The MV Percy Phillips
Grimsby Harbor
The Queen. The success of his mission—his very life depended on falling in line with Hale’s plan, but now that it was unveiled, he couldn’t begin to suppress his reaction.
“Are you bloody serious? We swore a sodding oath, mate,” Gordon said, shaking his head as he stared across the ship’s small wardroom at the former sergeant. “Do you need me to be repeatin’ it to you? ‘I swear by Almighty God that I will be faithful and bear true allegiance to Her Majesty—”
Hale held up a hand to cut him off, but there were no traces of anger. Instead, he was smiling. “I remember it well, and I’m glad to hear it from your lips. Had your reaction been otherwise…I would have feared you were trying to play me, brother.”
It was a test.
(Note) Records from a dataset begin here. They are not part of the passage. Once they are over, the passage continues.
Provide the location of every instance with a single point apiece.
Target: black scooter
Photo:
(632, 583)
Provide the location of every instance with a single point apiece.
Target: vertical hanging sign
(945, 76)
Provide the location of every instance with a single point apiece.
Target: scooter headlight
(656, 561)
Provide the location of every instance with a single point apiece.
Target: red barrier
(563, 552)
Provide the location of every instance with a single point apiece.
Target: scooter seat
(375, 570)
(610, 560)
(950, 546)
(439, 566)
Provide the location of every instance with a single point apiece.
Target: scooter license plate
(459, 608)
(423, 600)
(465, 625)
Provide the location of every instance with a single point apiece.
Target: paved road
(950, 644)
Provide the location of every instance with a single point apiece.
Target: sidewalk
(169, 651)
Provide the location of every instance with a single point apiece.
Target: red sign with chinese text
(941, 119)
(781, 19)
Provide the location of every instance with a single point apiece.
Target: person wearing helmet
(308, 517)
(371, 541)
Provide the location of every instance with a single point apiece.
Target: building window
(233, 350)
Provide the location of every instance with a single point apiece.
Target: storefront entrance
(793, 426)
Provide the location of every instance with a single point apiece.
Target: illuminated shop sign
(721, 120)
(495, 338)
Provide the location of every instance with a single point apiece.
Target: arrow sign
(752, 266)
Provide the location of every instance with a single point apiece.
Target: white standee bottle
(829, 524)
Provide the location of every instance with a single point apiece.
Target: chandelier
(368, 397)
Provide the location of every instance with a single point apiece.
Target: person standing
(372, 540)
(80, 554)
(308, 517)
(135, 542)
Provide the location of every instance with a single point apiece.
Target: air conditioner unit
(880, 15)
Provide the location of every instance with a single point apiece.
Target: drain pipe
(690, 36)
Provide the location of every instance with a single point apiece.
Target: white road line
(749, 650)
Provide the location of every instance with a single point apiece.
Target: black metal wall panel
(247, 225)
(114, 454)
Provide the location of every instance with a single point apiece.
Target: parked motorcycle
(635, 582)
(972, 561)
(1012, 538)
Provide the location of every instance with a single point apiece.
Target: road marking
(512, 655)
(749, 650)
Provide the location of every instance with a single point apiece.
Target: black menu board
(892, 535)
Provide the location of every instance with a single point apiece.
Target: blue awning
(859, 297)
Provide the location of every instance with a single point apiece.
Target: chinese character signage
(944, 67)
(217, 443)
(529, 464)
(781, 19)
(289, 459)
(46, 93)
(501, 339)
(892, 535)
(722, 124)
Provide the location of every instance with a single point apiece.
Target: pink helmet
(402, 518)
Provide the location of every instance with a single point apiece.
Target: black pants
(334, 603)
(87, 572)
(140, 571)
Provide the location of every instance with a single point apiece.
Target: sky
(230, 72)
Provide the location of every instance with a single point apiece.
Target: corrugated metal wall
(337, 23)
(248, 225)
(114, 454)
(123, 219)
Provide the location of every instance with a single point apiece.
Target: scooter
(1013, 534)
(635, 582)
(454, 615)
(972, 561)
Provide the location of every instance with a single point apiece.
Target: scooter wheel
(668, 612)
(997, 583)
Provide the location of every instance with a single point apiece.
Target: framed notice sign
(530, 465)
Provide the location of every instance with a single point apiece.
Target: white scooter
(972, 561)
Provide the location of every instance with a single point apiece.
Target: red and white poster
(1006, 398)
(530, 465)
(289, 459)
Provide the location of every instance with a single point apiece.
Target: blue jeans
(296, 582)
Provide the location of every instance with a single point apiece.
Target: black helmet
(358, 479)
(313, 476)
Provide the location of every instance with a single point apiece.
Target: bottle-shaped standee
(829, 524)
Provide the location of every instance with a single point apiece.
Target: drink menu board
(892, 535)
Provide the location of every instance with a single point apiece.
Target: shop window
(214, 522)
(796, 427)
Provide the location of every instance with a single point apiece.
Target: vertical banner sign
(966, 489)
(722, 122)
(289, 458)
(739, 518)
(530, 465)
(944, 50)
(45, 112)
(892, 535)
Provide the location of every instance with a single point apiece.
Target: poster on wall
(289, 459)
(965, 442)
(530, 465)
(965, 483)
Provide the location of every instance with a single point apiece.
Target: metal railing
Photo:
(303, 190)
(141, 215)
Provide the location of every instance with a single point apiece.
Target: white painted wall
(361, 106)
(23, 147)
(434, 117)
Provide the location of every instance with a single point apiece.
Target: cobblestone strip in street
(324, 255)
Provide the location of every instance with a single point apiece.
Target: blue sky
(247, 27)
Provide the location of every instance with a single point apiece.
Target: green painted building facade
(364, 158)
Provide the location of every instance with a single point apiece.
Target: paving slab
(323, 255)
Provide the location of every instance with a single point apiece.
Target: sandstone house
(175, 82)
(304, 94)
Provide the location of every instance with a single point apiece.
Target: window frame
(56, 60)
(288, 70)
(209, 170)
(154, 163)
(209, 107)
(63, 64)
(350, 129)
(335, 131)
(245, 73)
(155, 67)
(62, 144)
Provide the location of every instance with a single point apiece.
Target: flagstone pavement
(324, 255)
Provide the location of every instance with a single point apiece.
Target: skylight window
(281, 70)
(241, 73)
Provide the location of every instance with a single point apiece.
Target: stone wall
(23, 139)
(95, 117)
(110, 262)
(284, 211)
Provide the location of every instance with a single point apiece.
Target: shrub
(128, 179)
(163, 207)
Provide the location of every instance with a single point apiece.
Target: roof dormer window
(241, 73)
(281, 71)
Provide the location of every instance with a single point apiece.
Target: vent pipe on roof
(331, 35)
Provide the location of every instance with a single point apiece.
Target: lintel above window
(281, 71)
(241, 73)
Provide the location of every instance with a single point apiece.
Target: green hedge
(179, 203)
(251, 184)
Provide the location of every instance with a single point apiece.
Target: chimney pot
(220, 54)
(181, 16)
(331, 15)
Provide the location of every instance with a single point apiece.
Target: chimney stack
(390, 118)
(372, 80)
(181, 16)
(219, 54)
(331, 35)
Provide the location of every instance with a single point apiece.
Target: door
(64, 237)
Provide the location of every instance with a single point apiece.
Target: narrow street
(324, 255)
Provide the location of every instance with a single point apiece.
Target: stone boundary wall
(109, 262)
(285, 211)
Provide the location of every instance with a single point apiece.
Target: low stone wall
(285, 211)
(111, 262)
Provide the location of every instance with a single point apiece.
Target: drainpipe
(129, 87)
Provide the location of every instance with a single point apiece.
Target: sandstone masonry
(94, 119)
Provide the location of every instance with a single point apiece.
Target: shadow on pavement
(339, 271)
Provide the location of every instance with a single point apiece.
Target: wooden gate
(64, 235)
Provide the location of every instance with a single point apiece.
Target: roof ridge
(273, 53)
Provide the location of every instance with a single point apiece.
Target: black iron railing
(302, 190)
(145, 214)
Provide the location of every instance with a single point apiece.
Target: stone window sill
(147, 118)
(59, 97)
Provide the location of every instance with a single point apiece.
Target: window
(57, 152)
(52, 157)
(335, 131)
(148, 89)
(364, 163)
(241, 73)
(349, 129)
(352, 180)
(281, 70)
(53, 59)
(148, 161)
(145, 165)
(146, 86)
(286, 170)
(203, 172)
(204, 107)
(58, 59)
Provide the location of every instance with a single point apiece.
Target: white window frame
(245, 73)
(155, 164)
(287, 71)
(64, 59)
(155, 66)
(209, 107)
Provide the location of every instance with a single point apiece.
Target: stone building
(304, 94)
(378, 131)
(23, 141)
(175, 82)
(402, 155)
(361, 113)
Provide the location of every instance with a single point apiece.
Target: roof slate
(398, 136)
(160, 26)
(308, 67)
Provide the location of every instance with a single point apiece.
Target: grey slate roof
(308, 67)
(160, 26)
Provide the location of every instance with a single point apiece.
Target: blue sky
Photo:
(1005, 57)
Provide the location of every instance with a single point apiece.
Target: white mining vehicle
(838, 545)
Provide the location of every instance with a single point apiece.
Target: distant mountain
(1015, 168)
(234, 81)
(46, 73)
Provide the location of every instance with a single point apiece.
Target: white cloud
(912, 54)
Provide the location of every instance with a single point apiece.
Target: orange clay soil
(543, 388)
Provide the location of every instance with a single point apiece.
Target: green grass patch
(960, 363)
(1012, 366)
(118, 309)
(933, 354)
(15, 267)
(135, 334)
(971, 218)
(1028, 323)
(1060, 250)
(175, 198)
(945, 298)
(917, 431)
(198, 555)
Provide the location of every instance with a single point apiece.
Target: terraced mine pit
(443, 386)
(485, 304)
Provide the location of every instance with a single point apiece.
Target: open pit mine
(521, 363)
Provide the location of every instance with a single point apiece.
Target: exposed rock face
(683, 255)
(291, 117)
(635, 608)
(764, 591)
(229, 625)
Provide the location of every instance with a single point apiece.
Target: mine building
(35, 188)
Only a test. Gordon could feel himself relax, the shock beginning to fade away. Only to return with Hale’s next words.
“It was my reaction when the plan was first proposed to me, over a year ago. But with all I have seen of the fall of this country, I have come to believe that it is necessary. Not that the Queen should lose her life, but that she be put at risk of losing it. At the hands of those who would be the death of us all.”